Budget cuts likely to cause layoffs in Baltimore Co. Hayden unsure where, when, how cuts may be made

December 22, 1992|By Larry Carson | Larry Carson,Staff Writer

Baltimore County government is likely to lay off employees for the first time next month.

"There will be people cuts. I don't see any way to reduce programs and services without reducing the size of the work force. Most likely is a layoff...," said County Executive Roger B. Hayden.

But there was no announcement yesterday concerning the number of workers who might lose their jobs, what departments they might come from and when layoffs might take effect. Mr. Hayden said he won't know for sure for about a month.

Mr. Hayden, who is operating a county that has a $31.7 million dollar shortfall resulting largely from state budget cuts, has said repeatedly that layoffs are the one thing he hoped to avoid.

Several County Council members, along with labor leaders, expressed surprise when told layoffs appeared likely.

"I can't intelligently comment until I hear something more," said Councilman C. A. Dutch Ruppersberger III, D-3rd, as he left last night's council meeting.

Council Chairman William A. Howard IV, R-6th, said he "was hoping something creative could be found to avoid layoffs, and maybe something still can between now and January."

Kevin O'Connor, president of firefighters Local 1311, said, "It's disgraceful that we have to learn about it from the press." He said Mr. Hayden refused to share his internal agency audits with union leaders to see if suggestions for cuts other than layoffs could be achieved.

"It's unconscionable to again force employees to bear this burden," said L. Timothy Caslin, president of Fraternal Order of Police Lodge No. 4. "Our people are under enough stress without now having to worry about whether their jobs are safe."

Edward M. Pedrick Jr., president of the county chapter of the American Federation of State, County and Municipal Employees, said he "felt all along the decision would be layoffs." He said he believes furloughs are unlikely in the wake of an arbitration ruling reimbursing police for five furlough days from last year. That decision is under appeal.

But Mr. Hayden said his comments shouldn't surprise anyone. "I don't see that this is different than what we've said all along, that nothing is off the table and layoffs would be the result of program review."

The executive, who earlier had refused to specify any particular budget cuts, said he "can't cut costs and not impact people," noting that most of the budget goes for salaries.

Earlier in the day, before acknowledging the necessity of layoffs, Mr.

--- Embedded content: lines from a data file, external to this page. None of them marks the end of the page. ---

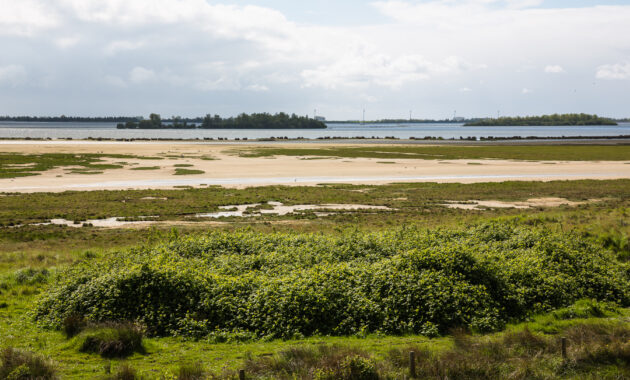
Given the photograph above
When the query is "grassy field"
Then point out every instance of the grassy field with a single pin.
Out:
(34, 258)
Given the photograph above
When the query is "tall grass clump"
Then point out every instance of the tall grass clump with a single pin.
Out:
(112, 340)
(292, 285)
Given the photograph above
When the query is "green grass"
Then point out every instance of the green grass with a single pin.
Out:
(408, 199)
(31, 257)
(180, 171)
(504, 152)
(146, 168)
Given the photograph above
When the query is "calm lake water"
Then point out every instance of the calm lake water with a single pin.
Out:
(402, 131)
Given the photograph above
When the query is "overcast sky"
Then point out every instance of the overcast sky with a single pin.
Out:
(434, 57)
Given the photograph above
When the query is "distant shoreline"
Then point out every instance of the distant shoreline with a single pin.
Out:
(562, 140)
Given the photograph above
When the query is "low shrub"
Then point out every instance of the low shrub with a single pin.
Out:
(73, 324)
(17, 364)
(191, 372)
(124, 372)
(112, 341)
(31, 276)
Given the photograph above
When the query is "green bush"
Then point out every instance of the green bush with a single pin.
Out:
(18, 364)
(112, 341)
(191, 372)
(293, 285)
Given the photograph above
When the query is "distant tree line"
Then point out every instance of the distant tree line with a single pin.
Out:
(63, 118)
(545, 120)
(243, 121)
(399, 121)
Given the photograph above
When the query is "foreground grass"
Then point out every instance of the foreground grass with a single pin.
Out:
(596, 350)
(30, 257)
(182, 204)
(505, 152)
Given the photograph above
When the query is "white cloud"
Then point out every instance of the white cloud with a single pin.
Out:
(361, 70)
(140, 75)
(616, 71)
(118, 46)
(257, 88)
(554, 69)
(418, 52)
(12, 75)
(26, 17)
(115, 81)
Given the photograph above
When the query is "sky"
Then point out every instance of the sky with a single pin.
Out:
(391, 58)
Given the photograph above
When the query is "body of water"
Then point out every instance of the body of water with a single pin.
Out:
(56, 130)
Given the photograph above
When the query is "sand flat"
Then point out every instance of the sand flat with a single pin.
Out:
(228, 169)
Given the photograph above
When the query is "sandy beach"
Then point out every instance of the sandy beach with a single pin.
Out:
(223, 166)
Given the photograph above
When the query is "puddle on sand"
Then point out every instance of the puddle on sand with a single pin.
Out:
(534, 202)
(107, 222)
(235, 210)
(280, 209)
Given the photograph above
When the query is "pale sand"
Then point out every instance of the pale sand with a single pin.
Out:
(233, 171)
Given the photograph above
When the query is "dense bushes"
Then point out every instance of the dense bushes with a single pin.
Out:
(283, 285)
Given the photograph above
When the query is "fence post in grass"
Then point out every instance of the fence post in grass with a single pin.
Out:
(412, 364)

Hayden said he wanted to coordinate this year's short-term budget cuts with a plan to reduce the size of county government in the next two years.

"This is not just a fiscal 1993 solution," he said. "This should carry us years into the future."

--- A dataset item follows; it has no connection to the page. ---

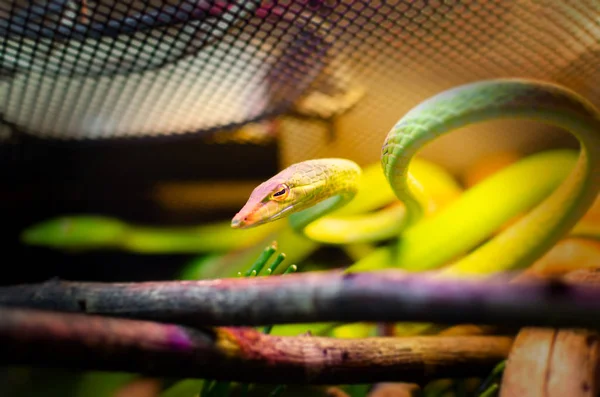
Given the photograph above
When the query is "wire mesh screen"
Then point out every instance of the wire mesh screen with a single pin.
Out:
(104, 69)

Because the county will need more police, firefighters and teachers, a hiring freeze or early retirements in those areas won't work in the long run, Mr. Hayden said.

Though he said he has a fairly good idea of some cuts he intends to make, Mr. Hayden said he won't discuss them until he is absolutely certain and knows the effect the cuts will have.

The county's financial problems stem from a $27.4 million cut in state aid. In addition to the state cut, the county is expecting a $4.3 million shortfall in its own revenues.

The county has a $5 million surplus and could save about $3.5 million by not filling vacant jobs.

Some of the cuts can be passed on to community colleges and schools to absorb within their own budgets.

Even with these measures, "it leaves a gap," said Fred Homan, the county budget director.

Mr. Hayden also refused yesterday to say whether he'll favor another increase in the county's piggyback income tax, which last year increased from 50 percent to 55 percent of the state's share.

The piggyback tax is a local income tax added onto the state income tax.

The county can increase the piggyback income tax to a maximum of 60 percent starting July 1. That would raise up to $24 million.